Mohammed Awad, Senior Vice President and General Manager of Infrastructure Business Unit at Arm, stated that ultra large scale cloud service providers such as Alibaba, AWS, and Microsoft have all started developing their own chips, with the main goal of maximizing the performance and efficiency of each chip and achieving optimal optimization. They will personalize around servers, racks, and even their own data centers based on their own use cases and workloads. With the development of technologies such as GPTs, the amount of data and computation will only continue to increase. By customizing chips, manufacturers can optimize and support continuously increasing amounts of data and computation.

Reducing costs may also be a practical consideration for major giants. According to Bernstein analyst Stacy Rasgon's analysis, if ChatGPT's query size grows to one tenth of Google's search, it would initially require approximately $48 billion worth of GPUs and an additional $16 billion worth of chips annually to maintain operations. Faced with high operating costs, self-developed customized chips have become the unanimous choice of technology giants. Some analysts have stated that compared to using Nvidia's products, Microsoft's development of chips codenamed Athena for processing large models is expected to reduce the cost of each chip by one-third.

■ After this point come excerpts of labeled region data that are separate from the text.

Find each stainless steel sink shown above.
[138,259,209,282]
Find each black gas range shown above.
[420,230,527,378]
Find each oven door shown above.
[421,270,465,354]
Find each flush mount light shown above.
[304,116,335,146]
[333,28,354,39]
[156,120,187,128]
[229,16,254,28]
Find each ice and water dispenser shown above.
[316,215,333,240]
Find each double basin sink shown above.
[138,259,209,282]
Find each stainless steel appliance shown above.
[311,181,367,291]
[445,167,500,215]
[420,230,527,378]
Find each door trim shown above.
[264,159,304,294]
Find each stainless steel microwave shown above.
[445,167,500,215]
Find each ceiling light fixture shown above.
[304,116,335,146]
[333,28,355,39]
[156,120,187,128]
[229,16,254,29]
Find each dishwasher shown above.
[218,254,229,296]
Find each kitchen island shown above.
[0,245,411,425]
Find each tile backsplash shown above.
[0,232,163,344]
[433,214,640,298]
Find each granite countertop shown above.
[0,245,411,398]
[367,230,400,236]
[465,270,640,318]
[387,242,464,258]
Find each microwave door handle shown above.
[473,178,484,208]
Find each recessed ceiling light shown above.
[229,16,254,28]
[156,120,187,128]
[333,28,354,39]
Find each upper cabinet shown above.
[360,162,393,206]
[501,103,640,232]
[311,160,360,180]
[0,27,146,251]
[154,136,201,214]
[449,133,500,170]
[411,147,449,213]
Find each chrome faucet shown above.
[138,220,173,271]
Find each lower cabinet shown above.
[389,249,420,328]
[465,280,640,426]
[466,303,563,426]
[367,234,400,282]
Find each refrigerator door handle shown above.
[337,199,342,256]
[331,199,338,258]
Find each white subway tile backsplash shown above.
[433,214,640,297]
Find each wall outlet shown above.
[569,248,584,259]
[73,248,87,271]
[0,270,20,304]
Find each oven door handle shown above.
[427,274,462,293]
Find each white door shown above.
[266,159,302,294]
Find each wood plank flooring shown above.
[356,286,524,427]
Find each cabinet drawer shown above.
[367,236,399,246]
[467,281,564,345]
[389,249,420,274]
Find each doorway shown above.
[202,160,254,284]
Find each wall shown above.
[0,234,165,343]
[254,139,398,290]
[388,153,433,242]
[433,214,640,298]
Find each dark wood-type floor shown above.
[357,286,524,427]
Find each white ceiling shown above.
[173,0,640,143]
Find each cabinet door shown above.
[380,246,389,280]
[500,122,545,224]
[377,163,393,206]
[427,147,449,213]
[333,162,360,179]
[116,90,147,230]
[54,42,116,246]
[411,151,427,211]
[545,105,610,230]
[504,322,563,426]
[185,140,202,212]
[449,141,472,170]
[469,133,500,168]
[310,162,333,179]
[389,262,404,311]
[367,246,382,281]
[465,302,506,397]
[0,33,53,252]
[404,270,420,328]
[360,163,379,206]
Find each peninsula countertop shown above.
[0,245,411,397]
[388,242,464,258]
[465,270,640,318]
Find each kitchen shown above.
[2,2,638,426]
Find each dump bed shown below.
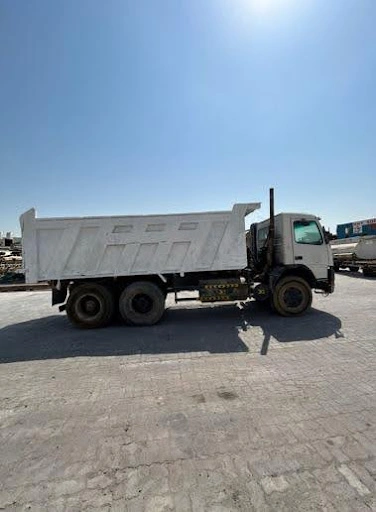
[20,203,260,283]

The future extends from the cloud to the edge

Mohamed Awad believes that in the future, more and more manufacturers will adopt customized chip solutions in the infrastructure field. Traditional server systems mostly adopt an architecture pattern where one CPU connects multiple accelerators through a standard bus. But in the era of AI, such an architecture is no longer able to meet the growing demand for data and computing, as it cannot obtain sufficient memory bandwidth. As a result, more and more model manufacturers are choosing to customize chips in order to flexibly adjust chip architectures and rebuild systems.


In fact, customized chips are not unfamiliar to major technology manufacturers. Amazon Cloud Technology began designing custom AI chips in 2018, launching its self-developed AI inference chip Inferentia, and in 2023, launching an iterative version of Inferentia 2, which will triple computing performance. Recently, Amazon Cloud Technology released the training chip Traineum2. The previous generation product Training was launched at the end of 2020. Google has an earlier history of custom chips. In 2020, Google actually deployed the artificial intelligence chip TPU v4 in its data center. At present, Google has transferred its engineering team responsible for AI chips to Google Cloud, aiming to enhance Google Cloud's ability to develop AI chips.

When it comes to the future development of the customized chip market, relevant experts point out that with the promotion of popular applications such as AI models and automobiles, the customized chip market will further expand. Currently, automotive manufacturers such as Tesla have invested in the development and commercialization of customized chips. In the future, customized chips will extend from cloud computing, HPC to edge computing. Although these applications can be processed through general-purpose chips, chips tailored to specific workloads can achieve performance or functional optimization at better cost and power efficiency, better meeting requirements. Experts also indicate that this trend is not very favorable for general chip manufacturers. But for other manufacturers in the IC industry chain, such as EDA manufacturers, IP manufacturers, and wafer foundries, it is a good thing.